New drugs being approved for treatment of patients with cancer are providing an average of only 2.5 months of extra life, a leading researcher has told the World Oncology Forum (WOF). Tito Fojo, Professor of Medicine at Columbia University, New York, and a former principal investigator for the National Cancer Institute, said that the clinical trials system was largely delivering marginal benefits to patients at great cost.
The 86 therapies approved by the Food and Drug Administration in the US between 2006 and 2017 to treat solid tumours had a median gain in progression free survival of 2.55 months and an overall survival gain of 2.45 months. Between one and two thirds of cancer therapies approved for solid tumours in the US and in Europe may be harming as many patients as they help.

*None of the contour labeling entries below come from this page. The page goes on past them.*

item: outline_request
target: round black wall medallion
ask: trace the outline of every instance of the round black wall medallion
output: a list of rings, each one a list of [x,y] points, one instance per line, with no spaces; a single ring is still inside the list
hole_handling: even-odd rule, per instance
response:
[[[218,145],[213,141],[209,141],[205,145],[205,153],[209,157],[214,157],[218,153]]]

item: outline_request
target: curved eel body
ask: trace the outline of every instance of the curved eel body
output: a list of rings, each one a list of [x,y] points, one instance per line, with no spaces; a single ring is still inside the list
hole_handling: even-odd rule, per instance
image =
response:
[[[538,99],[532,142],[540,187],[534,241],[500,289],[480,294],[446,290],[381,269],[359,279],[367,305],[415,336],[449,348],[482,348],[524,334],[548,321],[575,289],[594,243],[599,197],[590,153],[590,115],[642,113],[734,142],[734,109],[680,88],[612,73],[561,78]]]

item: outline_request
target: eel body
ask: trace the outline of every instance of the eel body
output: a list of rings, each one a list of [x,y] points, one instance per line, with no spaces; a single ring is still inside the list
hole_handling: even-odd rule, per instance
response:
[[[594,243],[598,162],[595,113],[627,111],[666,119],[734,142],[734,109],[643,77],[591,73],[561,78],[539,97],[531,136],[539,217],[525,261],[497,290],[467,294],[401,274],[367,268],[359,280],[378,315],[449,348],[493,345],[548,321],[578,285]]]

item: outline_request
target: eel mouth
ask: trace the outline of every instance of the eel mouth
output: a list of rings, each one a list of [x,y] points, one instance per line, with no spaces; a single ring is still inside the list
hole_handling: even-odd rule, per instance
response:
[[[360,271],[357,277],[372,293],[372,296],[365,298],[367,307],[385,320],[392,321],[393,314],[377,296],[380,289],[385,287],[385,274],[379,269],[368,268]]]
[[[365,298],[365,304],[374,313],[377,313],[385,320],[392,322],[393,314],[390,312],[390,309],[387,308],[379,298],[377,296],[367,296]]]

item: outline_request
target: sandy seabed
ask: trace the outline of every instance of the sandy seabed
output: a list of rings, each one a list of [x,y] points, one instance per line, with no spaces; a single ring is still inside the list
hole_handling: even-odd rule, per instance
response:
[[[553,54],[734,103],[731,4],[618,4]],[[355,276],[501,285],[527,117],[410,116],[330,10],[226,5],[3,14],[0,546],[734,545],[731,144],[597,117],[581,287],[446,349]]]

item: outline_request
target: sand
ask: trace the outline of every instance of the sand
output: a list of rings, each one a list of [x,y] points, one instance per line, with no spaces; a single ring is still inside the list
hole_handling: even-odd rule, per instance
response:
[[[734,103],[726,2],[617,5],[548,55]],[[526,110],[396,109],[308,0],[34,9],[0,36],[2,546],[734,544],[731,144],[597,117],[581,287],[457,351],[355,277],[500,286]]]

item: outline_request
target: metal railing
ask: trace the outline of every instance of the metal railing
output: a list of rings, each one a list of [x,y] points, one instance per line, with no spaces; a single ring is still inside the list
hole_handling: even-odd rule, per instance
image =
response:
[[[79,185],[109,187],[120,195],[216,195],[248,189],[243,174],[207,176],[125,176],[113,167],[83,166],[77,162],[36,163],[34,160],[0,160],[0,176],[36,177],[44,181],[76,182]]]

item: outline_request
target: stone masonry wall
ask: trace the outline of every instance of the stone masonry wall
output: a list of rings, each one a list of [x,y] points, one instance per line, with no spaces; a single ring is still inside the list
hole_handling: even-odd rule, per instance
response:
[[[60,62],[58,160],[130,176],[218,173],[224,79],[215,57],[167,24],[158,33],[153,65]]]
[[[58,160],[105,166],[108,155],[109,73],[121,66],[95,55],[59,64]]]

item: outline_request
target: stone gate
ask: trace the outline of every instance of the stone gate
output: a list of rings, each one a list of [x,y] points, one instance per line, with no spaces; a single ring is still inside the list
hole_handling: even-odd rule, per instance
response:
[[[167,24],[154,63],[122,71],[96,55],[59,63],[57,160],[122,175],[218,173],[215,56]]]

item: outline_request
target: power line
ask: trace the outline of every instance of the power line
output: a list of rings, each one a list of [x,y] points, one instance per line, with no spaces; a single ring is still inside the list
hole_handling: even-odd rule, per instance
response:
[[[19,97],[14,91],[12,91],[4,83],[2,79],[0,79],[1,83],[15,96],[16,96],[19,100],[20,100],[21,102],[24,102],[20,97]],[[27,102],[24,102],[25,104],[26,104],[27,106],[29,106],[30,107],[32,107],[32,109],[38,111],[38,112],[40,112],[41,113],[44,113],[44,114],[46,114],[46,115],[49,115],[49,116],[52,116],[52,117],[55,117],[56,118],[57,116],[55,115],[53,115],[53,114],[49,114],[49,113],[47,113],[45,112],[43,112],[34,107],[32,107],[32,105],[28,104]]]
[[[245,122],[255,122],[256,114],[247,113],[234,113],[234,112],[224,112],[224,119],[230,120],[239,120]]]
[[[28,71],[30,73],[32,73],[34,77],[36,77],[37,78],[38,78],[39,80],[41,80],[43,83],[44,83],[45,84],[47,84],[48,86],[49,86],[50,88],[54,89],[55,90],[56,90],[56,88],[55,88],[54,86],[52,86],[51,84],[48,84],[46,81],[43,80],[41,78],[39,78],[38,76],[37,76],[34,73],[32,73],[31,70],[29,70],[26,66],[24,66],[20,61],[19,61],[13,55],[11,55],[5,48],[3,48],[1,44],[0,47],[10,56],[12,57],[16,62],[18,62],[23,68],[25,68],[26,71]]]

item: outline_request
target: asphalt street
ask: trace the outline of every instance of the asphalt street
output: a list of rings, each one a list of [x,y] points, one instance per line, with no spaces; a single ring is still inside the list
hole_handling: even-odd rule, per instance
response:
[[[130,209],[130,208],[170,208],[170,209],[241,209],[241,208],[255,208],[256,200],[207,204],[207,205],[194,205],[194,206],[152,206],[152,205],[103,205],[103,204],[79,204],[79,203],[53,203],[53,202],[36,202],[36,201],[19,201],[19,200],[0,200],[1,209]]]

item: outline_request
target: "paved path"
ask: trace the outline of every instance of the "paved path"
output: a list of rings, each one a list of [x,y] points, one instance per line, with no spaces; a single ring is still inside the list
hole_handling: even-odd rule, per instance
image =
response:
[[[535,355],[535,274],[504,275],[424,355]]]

Tito Fojo told WOF, at its meeting in Lugano in October, “Every therapy that we begin on a patient has a chance to benefit them, but it also has a chance to harm them. If on top of that you add the harm that comes from the toxicity of drugs, a lot of therapies are actually more likely to harm you than to benefit you.”
The current system brings substantial profits for the development of me-too drugs that add little to current options, while too little research is being done into discovering which patients are most likely to benefit, he said.
Interviewed during the WOF, Tito Fojo, said: “Every drug is good for a small fraction of patients. The problem is identifying that small fraction of patients and it is incredible how difficult that is proving. It is also incredible how quickly that becomes less and less interesting.”
It was easy to blame ‘evil’ pharmaceutical companies but cancer scientists have to share the blame for losing focus.
“We want to part of the new and exciting therapies, not trying to understand why a drug approved five or even ten years ago is effective in only a small fraction of patients and who those are. We have drugs that are not very good in the large majority of patients but are actually quite good in a fraction of patients, but we have no idea who those patients are.”
This was true he said not only for older drugs like bevacizumab, but also for the new immunotherapies targeting PD-1 or PD-L1 which bring huge benefits but only to some patients. “We are not even through the first few years of this and you are starting to see already some people growing increasingly disinterested in pursuing something that will indicate to us who will benefit and who will not.”
Tito Fojo says a better research and trials system would deliver longer survival benefits. “I think we as a society don’t want to be spending a lot of money on drugs that are ineffective. We want to turn our energies and our resources to conducting trials that are meaningful and will be valuable for our patients and for society as a whole.”